On the Kasilof River, we now have a mere shadow of the king run of yesterday. What was once the most popular roadside king fishery in the entire state in May and June, today sees only a dozen or so bank anglers a day. There are still a fair amount of drift boat fishermen on days where you can keep "any" king (Tuesday, Thursday, Saturday) but not for long. Like our smaller rivers south, very few Kasilof early run kings returned this spring and consequently angler's success rates reflect this.
Frankly, slow Kasilof River king fishing should be no surprise to anyone who has been paying attention to the wise decisions (sarcasm) that ADF&G has made over the past fifteen years or so. Cutting hatchery Chinook numbers from approximately 400,000 to 200k to 100k is in itself devastating to the Kasilof River, as well as our May saltwater troll fishery (which is also a shadow of its former glory) but when ADF&G recently reduced Kasilof River Chinook smolt stocks to 60-80k and then skipped one year all-together, you can't help but scratch your head and say "Thanks, ADF&G!" (Sarcasm).

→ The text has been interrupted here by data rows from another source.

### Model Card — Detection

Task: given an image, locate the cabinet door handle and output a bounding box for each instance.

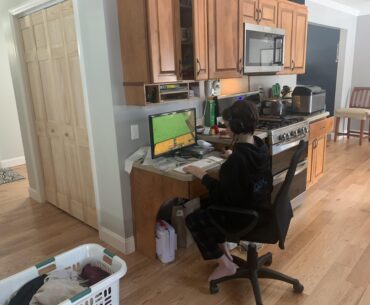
[292,60,296,70]
[255,8,259,22]
[196,58,202,76]
[239,58,243,74]
[258,9,262,23]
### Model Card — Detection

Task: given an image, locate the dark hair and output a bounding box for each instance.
[222,100,259,135]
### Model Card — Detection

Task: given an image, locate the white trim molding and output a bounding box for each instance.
[99,227,135,255]
[0,156,26,168]
[9,0,64,17]
[29,187,44,203]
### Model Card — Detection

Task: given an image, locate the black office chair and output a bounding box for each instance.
[207,140,306,305]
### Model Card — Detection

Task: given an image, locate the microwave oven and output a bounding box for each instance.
[244,23,285,74]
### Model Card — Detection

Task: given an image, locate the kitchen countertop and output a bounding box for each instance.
[285,111,330,123]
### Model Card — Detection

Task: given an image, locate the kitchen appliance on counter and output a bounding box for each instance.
[261,98,291,116]
[244,24,285,74]
[256,116,309,203]
[292,85,326,114]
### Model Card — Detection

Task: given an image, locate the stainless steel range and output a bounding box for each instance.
[257,116,309,204]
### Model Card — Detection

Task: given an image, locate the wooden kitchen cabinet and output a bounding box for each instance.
[242,0,277,27]
[208,0,244,79]
[277,1,308,74]
[117,0,208,105]
[306,117,334,188]
[118,0,181,86]
[147,0,181,83]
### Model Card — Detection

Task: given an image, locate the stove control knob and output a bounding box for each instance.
[304,127,309,134]
[279,134,284,141]
[291,130,297,137]
[298,128,303,134]
[285,133,290,140]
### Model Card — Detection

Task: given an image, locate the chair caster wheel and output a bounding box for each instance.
[293,282,304,293]
[264,257,272,266]
[210,283,219,294]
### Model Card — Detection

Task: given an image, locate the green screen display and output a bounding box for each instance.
[150,109,196,157]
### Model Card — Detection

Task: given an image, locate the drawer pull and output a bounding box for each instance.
[51,129,55,133]
[65,133,69,137]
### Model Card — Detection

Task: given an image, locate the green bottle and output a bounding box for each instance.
[204,98,216,127]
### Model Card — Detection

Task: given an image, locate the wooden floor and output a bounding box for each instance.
[1,137,369,305]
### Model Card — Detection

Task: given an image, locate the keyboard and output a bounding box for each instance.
[173,156,224,174]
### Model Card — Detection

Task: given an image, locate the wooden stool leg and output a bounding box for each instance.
[334,117,340,142]
[360,119,365,145]
[347,118,351,139]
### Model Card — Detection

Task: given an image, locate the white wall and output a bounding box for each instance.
[0,1,25,168]
[352,15,370,86]
[306,0,358,111]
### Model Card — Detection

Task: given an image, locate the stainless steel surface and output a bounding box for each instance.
[244,65,283,74]
[273,160,307,185]
[243,23,285,74]
[292,85,326,114]
[244,23,285,35]
[292,94,326,114]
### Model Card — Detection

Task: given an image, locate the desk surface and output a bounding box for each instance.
[133,151,222,182]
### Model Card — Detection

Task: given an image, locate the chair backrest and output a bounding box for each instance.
[349,87,370,109]
[272,140,307,249]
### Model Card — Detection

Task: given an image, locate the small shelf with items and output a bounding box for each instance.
[144,81,200,105]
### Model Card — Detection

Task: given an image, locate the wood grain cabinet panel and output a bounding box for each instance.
[292,6,308,74]
[147,0,181,83]
[259,0,278,27]
[242,0,277,26]
[242,0,258,24]
[278,0,307,74]
[208,0,243,79]
[306,117,334,189]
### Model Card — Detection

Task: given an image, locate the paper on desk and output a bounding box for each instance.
[125,146,149,174]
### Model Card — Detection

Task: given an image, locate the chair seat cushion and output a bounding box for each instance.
[335,108,370,119]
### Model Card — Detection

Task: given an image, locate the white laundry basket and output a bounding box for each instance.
[0,244,127,305]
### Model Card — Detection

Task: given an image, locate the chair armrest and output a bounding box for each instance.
[207,206,259,241]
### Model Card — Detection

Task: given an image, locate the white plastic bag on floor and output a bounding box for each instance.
[156,220,177,263]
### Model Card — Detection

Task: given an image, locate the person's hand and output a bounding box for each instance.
[183,165,207,180]
[221,149,232,159]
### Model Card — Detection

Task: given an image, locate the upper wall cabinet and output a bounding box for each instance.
[117,0,181,85]
[208,0,243,79]
[278,1,308,74]
[242,0,278,27]
[147,0,181,83]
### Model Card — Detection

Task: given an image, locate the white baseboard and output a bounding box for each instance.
[99,227,135,254]
[0,156,26,168]
[29,187,44,203]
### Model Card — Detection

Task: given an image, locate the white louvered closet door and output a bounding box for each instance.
[19,0,98,229]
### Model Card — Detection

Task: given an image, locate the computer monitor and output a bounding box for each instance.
[149,108,197,158]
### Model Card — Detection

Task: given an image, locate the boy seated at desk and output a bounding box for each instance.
[184,100,273,282]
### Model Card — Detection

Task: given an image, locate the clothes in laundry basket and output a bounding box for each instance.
[29,279,85,305]
[81,264,110,286]
[7,274,47,305]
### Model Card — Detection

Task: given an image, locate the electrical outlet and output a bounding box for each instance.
[131,124,139,140]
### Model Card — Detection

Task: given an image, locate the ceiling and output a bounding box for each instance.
[324,0,370,15]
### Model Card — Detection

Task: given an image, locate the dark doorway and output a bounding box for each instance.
[297,23,340,116]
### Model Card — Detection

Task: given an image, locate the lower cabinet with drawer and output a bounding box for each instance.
[306,117,334,188]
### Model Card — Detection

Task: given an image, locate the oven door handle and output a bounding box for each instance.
[273,160,308,186]
[272,137,307,155]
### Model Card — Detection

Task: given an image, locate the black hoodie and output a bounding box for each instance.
[202,136,273,212]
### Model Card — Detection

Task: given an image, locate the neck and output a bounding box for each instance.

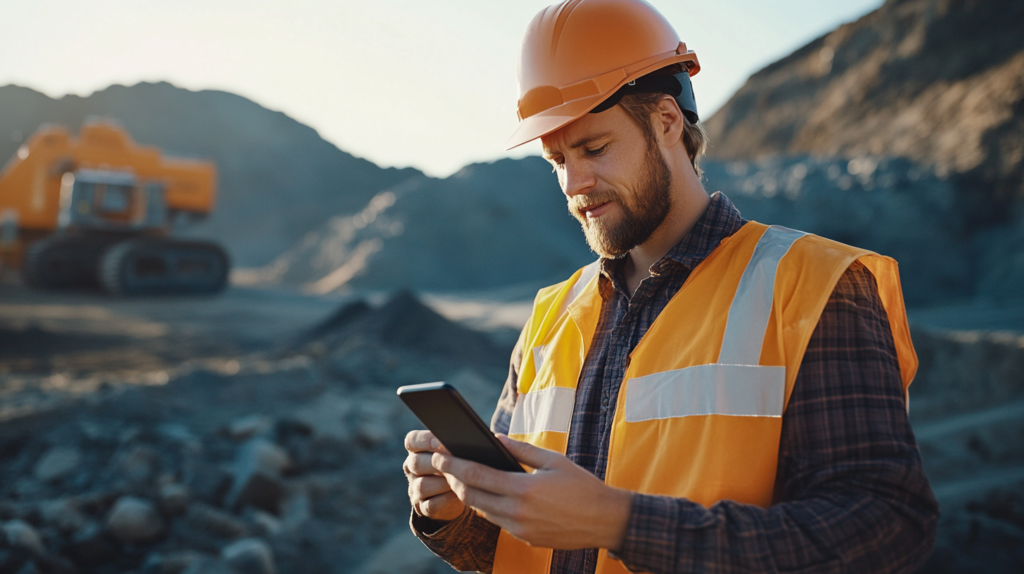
[623,160,709,295]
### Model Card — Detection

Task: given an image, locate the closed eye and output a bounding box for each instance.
[585,144,608,157]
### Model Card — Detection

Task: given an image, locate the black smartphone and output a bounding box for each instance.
[397,382,525,473]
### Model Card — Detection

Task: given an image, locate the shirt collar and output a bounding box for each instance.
[598,191,747,298]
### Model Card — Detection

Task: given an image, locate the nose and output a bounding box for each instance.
[560,158,597,200]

ADF&G's "smoke and mirrors" management with hatchery and NATURALLY PRODUCED hatchery fish (let me be clear here: there are no WILD early run king salmon on the Kasilof), letting Crooked Creek hatchery fish pass the weir, having only one egg-take as late as mid-July, and then implementing a liberal but almost unattainable two fish per day limit just adds to angler's frustration. Again, thanks, ADF&G! (Sarcasm).

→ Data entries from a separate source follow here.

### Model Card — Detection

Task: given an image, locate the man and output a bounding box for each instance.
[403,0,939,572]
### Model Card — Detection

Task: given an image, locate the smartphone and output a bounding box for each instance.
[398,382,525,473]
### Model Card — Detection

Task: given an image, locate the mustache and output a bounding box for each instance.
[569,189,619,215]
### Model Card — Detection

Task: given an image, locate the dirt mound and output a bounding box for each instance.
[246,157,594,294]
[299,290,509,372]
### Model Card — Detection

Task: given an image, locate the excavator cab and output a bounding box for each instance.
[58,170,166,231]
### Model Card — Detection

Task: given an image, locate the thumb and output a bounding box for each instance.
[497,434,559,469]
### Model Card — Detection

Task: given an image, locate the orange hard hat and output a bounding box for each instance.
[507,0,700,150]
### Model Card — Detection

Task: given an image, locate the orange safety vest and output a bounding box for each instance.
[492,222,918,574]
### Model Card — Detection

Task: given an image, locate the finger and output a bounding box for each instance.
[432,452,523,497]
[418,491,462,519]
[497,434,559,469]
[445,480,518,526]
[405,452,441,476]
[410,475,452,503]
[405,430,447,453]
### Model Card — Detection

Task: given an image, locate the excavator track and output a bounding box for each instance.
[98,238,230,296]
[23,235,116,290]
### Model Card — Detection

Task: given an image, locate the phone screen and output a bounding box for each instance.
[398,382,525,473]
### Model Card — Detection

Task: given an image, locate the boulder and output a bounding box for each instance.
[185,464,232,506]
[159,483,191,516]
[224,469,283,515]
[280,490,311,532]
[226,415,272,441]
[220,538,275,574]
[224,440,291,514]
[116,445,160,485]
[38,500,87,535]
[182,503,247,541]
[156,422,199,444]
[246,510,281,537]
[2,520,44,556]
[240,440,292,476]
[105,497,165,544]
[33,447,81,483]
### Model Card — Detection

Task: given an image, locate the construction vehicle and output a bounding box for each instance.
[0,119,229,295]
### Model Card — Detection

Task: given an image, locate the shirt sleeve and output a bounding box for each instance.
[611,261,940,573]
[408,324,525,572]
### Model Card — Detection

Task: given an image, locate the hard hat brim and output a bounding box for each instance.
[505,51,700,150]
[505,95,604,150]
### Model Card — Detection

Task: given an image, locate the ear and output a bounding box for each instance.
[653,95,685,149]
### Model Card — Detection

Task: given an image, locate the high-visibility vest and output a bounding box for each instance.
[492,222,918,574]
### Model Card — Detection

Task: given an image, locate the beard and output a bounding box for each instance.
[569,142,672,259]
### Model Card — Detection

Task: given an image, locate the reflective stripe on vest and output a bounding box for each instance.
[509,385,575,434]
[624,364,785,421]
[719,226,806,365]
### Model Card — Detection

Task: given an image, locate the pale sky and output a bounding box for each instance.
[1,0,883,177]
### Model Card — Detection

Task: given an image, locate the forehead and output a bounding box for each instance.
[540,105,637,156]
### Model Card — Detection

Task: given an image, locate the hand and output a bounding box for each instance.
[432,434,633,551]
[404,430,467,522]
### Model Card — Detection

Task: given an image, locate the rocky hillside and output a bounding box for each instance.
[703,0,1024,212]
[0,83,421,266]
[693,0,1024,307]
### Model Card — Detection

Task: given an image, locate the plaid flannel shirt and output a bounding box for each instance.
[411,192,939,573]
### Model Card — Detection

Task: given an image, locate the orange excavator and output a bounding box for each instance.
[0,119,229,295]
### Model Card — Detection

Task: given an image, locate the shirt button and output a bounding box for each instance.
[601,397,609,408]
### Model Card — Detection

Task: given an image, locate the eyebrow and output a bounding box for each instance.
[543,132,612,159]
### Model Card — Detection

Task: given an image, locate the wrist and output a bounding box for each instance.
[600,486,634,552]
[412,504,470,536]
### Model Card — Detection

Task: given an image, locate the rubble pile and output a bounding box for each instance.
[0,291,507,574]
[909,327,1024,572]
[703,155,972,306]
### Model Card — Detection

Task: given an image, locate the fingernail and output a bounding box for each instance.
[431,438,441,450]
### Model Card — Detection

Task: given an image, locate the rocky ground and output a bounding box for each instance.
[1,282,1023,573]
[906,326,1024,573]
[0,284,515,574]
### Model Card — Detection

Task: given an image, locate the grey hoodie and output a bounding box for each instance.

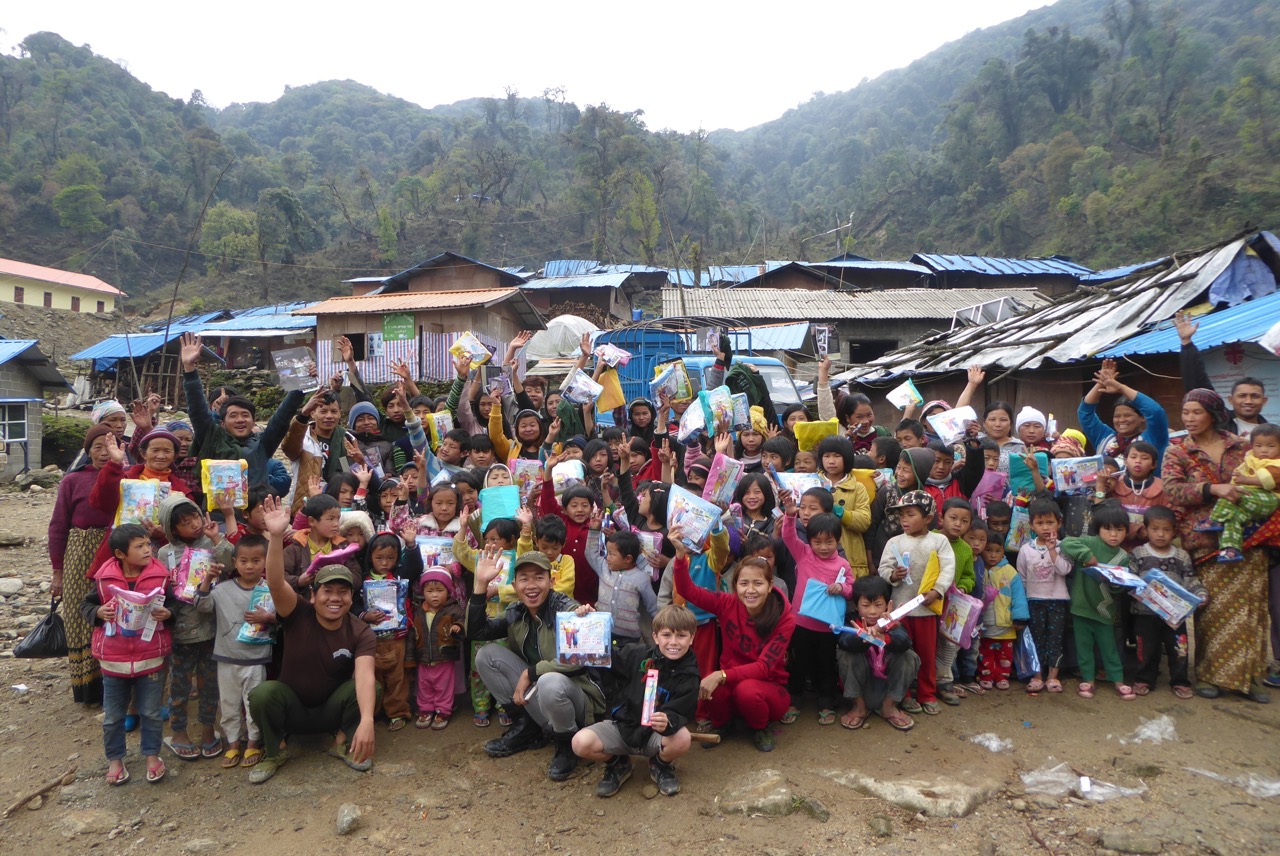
[156,493,234,645]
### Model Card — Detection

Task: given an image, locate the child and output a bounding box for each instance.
[779,493,853,725]
[512,512,576,600]
[282,494,361,594]
[339,510,375,551]
[894,419,925,450]
[793,449,818,474]
[222,484,275,544]
[1106,440,1167,549]
[736,411,768,472]
[953,520,989,695]
[1016,406,1052,452]
[1060,501,1136,700]
[1199,423,1280,562]
[586,514,658,646]
[412,568,464,729]
[871,436,903,481]
[877,490,955,715]
[454,511,521,727]
[836,575,920,732]
[194,534,273,767]
[985,500,1014,564]
[468,434,496,469]
[732,472,777,535]
[979,536,1028,690]
[869,447,934,566]
[437,428,471,468]
[156,494,234,761]
[816,435,872,578]
[935,498,977,705]
[573,605,699,798]
[1128,506,1205,698]
[84,524,175,785]
[1015,498,1072,694]
[538,452,594,602]
[419,483,462,537]
[364,530,422,731]
[760,436,797,474]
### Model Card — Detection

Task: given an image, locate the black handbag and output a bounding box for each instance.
[13,597,69,659]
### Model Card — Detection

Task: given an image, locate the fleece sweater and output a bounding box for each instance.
[877,531,955,618]
[1015,540,1072,601]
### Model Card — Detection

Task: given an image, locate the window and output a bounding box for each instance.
[13,286,22,304]
[43,292,52,308]
[71,296,81,312]
[97,301,105,313]
[0,404,26,442]
[339,333,366,361]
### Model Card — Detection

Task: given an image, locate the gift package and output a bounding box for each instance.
[702,453,745,508]
[560,369,604,406]
[667,485,721,553]
[926,405,978,445]
[202,459,248,511]
[364,578,408,632]
[448,332,493,368]
[236,582,276,644]
[1135,569,1204,628]
[555,611,613,667]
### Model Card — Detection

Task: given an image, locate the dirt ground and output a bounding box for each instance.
[1,489,1278,855]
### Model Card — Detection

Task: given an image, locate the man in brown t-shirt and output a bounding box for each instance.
[247,496,379,784]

Our world famous big river, where questionable hatchery practices don't come into play, is in even more dire straits, as Kenai River early run Chinook numbers prove poor again this May and June. But that too should be no shock to anyone even remotely up-to-speed on basic king management. Yes, Chinook numbers are currently "down" statewide, but that is not the big problem here: years of not putting enough spawners on the beds is the real culprit. Honestly, how can a Kenai River early run minimum escapement goal of a minuscule 5,300 kings ensure a healthy early run, especially when ADF&G recently admitted that the sonar they have been managing from for decades "may be off by as much as 50 percent?" Don't get caught up in finger pointing at tourists, guides or commercial fisherman and beware ADF&G's complex excuses on why our early run is so weak; common sense should scream that 2,650 kings over a six-week period (May 15-June 30) cannot ensure sustainability, nor can 5,300. Years ago, when the department lowered the ER escapement goal to ensure they reached their management target, they were acting irresponsibly and our resource and community are now paying the price. Thanks ADF&G! (Sarcasm).

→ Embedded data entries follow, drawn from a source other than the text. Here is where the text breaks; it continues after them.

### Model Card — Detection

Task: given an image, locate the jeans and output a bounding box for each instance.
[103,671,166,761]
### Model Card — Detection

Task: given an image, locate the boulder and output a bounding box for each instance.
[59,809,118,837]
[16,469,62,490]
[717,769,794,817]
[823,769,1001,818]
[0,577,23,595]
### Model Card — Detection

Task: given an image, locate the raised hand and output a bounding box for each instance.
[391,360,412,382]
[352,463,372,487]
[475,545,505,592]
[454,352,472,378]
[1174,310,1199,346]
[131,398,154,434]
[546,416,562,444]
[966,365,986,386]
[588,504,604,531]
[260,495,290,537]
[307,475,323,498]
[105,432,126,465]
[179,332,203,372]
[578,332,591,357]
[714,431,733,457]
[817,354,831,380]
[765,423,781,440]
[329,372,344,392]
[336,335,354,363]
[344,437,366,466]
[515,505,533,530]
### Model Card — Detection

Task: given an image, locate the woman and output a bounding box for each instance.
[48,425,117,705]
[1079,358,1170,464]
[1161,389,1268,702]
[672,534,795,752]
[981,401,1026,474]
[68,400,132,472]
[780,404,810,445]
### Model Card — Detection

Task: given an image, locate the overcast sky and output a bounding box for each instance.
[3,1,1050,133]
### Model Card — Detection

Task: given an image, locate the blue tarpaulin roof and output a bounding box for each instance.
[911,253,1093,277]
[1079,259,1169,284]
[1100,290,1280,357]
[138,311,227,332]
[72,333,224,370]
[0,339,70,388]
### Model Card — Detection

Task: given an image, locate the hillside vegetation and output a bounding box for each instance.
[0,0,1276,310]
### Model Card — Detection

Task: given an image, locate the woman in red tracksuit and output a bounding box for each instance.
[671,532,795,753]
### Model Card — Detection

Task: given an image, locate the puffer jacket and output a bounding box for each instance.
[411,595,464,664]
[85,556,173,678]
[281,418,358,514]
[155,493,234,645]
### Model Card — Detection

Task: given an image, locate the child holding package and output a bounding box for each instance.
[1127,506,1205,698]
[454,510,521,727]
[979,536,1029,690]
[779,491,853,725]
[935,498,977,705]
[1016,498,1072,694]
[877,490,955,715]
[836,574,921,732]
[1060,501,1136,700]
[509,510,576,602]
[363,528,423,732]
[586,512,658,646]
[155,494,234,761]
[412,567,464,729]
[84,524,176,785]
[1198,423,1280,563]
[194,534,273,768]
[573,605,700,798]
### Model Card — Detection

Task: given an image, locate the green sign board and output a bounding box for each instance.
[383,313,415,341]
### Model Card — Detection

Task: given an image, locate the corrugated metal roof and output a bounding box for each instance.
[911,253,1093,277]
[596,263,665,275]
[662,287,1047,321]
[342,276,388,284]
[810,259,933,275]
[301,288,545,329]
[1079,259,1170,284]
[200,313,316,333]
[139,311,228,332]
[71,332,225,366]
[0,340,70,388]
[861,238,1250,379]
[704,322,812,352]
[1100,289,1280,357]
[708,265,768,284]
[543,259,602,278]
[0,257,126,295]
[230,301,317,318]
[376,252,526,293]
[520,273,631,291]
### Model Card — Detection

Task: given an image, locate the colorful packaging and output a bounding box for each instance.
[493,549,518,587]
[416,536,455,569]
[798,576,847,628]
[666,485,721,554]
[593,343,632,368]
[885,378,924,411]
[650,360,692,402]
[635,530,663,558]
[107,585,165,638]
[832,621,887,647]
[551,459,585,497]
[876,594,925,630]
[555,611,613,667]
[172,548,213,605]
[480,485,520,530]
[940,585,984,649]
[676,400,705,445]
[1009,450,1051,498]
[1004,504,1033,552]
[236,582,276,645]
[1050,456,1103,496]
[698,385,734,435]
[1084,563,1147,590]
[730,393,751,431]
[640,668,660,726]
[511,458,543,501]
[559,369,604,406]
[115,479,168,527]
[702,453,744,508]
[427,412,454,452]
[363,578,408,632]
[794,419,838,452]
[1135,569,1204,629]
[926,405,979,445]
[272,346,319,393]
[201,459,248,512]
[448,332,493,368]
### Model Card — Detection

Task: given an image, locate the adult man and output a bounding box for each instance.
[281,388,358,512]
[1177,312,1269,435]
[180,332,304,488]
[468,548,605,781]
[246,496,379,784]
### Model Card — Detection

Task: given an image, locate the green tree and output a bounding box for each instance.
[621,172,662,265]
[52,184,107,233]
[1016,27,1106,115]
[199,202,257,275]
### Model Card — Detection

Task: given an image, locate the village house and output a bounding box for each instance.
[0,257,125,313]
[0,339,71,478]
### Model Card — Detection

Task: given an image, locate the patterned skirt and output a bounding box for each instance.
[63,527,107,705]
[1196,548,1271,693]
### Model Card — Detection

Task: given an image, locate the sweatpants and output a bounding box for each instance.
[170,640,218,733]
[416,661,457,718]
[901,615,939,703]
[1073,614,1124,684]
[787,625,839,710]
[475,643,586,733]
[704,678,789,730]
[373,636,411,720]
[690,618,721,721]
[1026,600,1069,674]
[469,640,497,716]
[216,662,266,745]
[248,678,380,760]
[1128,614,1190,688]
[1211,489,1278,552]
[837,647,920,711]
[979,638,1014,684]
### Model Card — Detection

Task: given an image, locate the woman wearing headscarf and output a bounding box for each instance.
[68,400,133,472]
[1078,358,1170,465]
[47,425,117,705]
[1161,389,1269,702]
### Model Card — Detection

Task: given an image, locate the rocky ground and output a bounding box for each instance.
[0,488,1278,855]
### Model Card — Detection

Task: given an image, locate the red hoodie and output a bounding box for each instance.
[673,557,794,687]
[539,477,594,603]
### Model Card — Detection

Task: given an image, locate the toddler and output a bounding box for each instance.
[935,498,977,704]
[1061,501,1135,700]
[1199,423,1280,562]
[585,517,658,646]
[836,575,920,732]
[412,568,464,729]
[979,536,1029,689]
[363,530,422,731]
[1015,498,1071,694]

What now? Long ago, my parents taught me not to complain unless I was willing to suggest a solution. In this case, I think it is relatively simple. All anglers (local and non-resident) and every business owner (big or small) need to make some noise. Demand accountability and sustainability from ADF&G. Sustainability of our king stocks needs to be priority one and fishery managers need to be held accountable when their policies and actions repeatedly fail.
Every one of us should contact ADF&G's upper managers, our State Representatives and even the Governor. Write the Board of Fish and request an emergency meeting so we don't have to wait years for an adjusted management plan. Demand change, starting with raising the Kenai River early run escapement goal to past levels of at least 9,000 fish. Tell them we need to return Kasilof River early run hatchery stocks to historic numbers. Explain that this is an investment in happy residents, satisfied visitors and a vibrant local economy. But even more important, it is an investment in the future of our fisheries, as our children and their children will surely want to catch a king someday. In a best-case scenario, it's going to take years to recover, but at least it's a step in the right direction. And for that, I will be genuinely thankful.
Greg Brush is a concerned local angler and small business owner.